Just supposing one day there came a letter of clearance for the Council to visit Namibia? My colleagues and I, black and white, would have to go through South Africa. Would we be allowed to travel together, eat together, use the same hotel? Or would we be segregated according to South Africa’s racial policies? Would I accept such segregation as secondary to the main issue of fact-finding? Perhaps, as a native of another sovereign country and under the protection of the United Nations I would not be subject to South Africa’s segregation laws. But, if insulated from them, how could I truly appreciate their effect?
It would be a harsh irony for me, a black man, to visit a cou
ntry like Namibia or South Africa and be isolated from the cruelties to which other black men were continually subjected. How would the Blacks themselves react to me, a “protected” person? Would they respond to me as a black “brother” or merely as a representative of the United Nations who happened to be black but was unlikely to be concerned for their plight? I was not an African, had no knowledge of their languages and no real understanding of their traditions, so I would be as much an outsider as anyone else.
Early in 1973, long after I had left the U.N., a friend in Guyana sent me a clipping from the South African Official Gazette. The clipping stated that, as of that date, the ban on all books by E. R. Braithwaite was lifted. I was surprised and, on impulse, telephoned the South African Consul General in New York. I said that I had just learned of the lifting of the ban from my books, and even as I thought of it, asked whether the ban was lifted from the author as well.
The Consul General was friendly and charming and completely and happily unaware of author, books, or ban. We chatted awhile and he suggested that the best way of checking any ban on myself was by applying for a visa. All visa applications are processed in Pretoria and a successful application would mean there was no ban. He invited me to visit his office at my convenience and make the application.
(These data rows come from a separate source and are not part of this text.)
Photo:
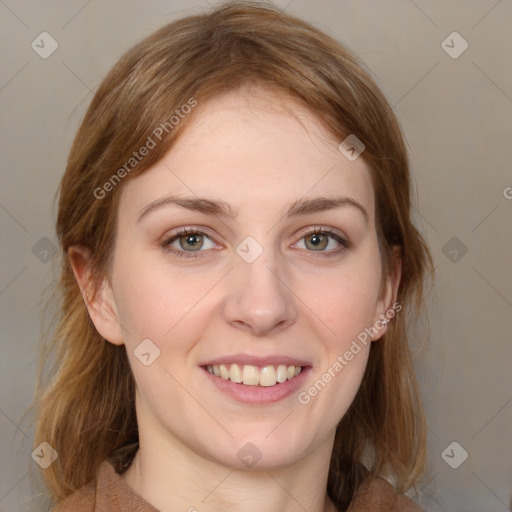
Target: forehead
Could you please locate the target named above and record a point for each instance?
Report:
(253, 146)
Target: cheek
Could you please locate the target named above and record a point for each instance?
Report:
(344, 300)
(152, 301)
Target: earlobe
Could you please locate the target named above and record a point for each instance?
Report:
(98, 296)
(387, 307)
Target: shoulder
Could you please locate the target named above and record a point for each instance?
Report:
(379, 495)
(107, 491)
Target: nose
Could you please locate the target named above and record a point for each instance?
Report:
(258, 300)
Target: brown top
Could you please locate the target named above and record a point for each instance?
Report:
(110, 493)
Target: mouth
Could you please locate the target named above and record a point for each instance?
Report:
(250, 375)
(260, 383)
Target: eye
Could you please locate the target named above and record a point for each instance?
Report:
(323, 240)
(189, 241)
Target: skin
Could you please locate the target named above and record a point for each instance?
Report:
(260, 153)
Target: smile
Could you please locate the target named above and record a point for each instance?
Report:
(250, 375)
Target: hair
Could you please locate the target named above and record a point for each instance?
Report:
(85, 399)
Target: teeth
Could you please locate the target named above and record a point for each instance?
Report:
(268, 376)
(224, 372)
(253, 376)
(282, 373)
(235, 375)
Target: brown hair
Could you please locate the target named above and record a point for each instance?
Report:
(85, 401)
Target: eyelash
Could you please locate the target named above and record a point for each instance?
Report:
(344, 244)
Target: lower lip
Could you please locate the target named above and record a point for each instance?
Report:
(259, 394)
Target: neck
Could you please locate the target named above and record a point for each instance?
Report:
(172, 477)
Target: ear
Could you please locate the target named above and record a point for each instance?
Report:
(387, 307)
(98, 297)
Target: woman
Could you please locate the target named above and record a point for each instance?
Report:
(238, 263)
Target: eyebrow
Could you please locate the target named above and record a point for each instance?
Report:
(302, 206)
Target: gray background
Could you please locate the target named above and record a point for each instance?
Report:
(457, 116)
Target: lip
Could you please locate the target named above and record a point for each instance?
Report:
(260, 361)
(259, 395)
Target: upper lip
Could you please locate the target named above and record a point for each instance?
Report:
(245, 359)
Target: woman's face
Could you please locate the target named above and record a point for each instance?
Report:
(249, 251)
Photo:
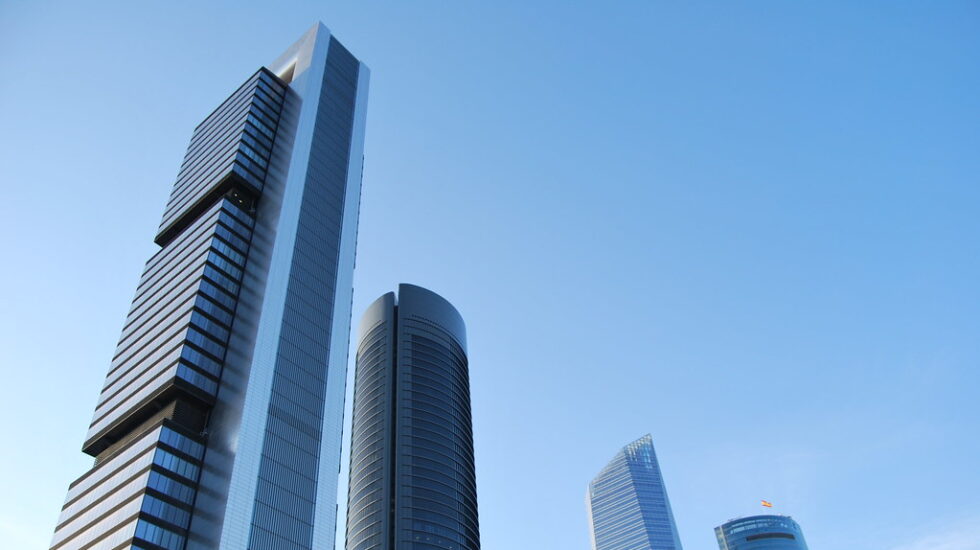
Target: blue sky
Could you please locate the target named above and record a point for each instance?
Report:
(749, 229)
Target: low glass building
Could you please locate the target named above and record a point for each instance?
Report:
(761, 533)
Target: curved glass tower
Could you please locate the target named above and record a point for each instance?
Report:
(761, 533)
(628, 505)
(412, 478)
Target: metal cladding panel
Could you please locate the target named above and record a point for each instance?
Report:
(175, 342)
(230, 150)
(143, 494)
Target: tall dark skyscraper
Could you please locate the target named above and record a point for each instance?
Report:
(628, 505)
(219, 424)
(412, 480)
(768, 532)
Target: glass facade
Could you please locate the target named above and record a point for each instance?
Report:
(412, 478)
(767, 532)
(628, 505)
(239, 328)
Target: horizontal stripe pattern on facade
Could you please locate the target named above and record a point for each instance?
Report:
(150, 481)
(233, 144)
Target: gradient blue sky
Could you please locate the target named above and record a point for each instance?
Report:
(748, 228)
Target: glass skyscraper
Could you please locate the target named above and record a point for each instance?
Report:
(767, 532)
(412, 479)
(219, 424)
(627, 503)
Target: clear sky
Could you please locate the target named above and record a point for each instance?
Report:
(748, 228)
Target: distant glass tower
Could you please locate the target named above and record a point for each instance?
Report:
(412, 480)
(761, 533)
(219, 424)
(628, 505)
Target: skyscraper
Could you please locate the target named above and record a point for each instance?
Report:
(767, 532)
(628, 505)
(412, 480)
(219, 424)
He was as friendly, courteous and urbane as his voice had promised. With the utmost civility we talked about his country and its policies and he said that he sincerely hoped my visa application would be favorably considered and that I might at close quarters come to an appreciation of why such policies and practices were necessary in the prevailing circumstances. I told him that everything I had heard about his country had already prejudiced me against that likelihood.
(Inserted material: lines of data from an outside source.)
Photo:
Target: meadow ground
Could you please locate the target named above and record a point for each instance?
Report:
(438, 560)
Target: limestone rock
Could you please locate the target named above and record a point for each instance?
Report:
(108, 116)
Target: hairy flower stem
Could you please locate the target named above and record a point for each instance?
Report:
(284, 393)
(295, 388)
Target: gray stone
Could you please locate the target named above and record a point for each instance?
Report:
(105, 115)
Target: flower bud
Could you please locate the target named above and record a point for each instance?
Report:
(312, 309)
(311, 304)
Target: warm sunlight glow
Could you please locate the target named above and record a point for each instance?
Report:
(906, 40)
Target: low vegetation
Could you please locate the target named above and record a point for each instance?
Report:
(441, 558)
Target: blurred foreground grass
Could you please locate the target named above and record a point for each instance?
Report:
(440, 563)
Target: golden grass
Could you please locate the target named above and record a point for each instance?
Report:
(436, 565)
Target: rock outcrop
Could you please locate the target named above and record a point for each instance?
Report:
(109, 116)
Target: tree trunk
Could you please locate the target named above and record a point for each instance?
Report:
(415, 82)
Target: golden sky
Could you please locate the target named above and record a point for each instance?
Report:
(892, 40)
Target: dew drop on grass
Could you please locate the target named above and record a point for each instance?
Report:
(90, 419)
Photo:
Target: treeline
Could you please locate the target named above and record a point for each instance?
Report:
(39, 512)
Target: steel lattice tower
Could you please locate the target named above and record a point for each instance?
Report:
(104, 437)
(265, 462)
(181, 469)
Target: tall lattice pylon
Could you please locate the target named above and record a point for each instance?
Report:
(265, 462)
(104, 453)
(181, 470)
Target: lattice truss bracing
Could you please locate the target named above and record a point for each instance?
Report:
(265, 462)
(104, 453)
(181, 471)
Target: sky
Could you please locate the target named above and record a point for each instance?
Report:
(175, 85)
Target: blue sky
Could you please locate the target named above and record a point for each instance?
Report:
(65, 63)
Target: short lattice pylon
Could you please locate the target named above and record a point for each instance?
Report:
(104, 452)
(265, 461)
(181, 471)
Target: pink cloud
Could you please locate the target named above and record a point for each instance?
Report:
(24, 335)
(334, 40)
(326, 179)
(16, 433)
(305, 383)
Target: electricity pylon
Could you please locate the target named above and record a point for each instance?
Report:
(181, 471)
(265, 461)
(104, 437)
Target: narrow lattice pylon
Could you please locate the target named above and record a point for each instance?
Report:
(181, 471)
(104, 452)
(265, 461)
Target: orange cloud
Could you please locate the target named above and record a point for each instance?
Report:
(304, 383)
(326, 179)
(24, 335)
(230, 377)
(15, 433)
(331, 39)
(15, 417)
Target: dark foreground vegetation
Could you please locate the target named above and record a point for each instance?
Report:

“Be patient. Go and see for yourself,” he said, unwittingly echoing the others. He sounded as if he expected the visa to be granted. Would he, as Consul General, advise that I be given one? I suddenly felt cornered. Supposing, just supposing the visa was granted. What then? I was not attracted to the idea of spending any time in a racist society. So why bother to apply for a visa? If it was granted and I refused it, that would be the end of me as a critic of South Africa.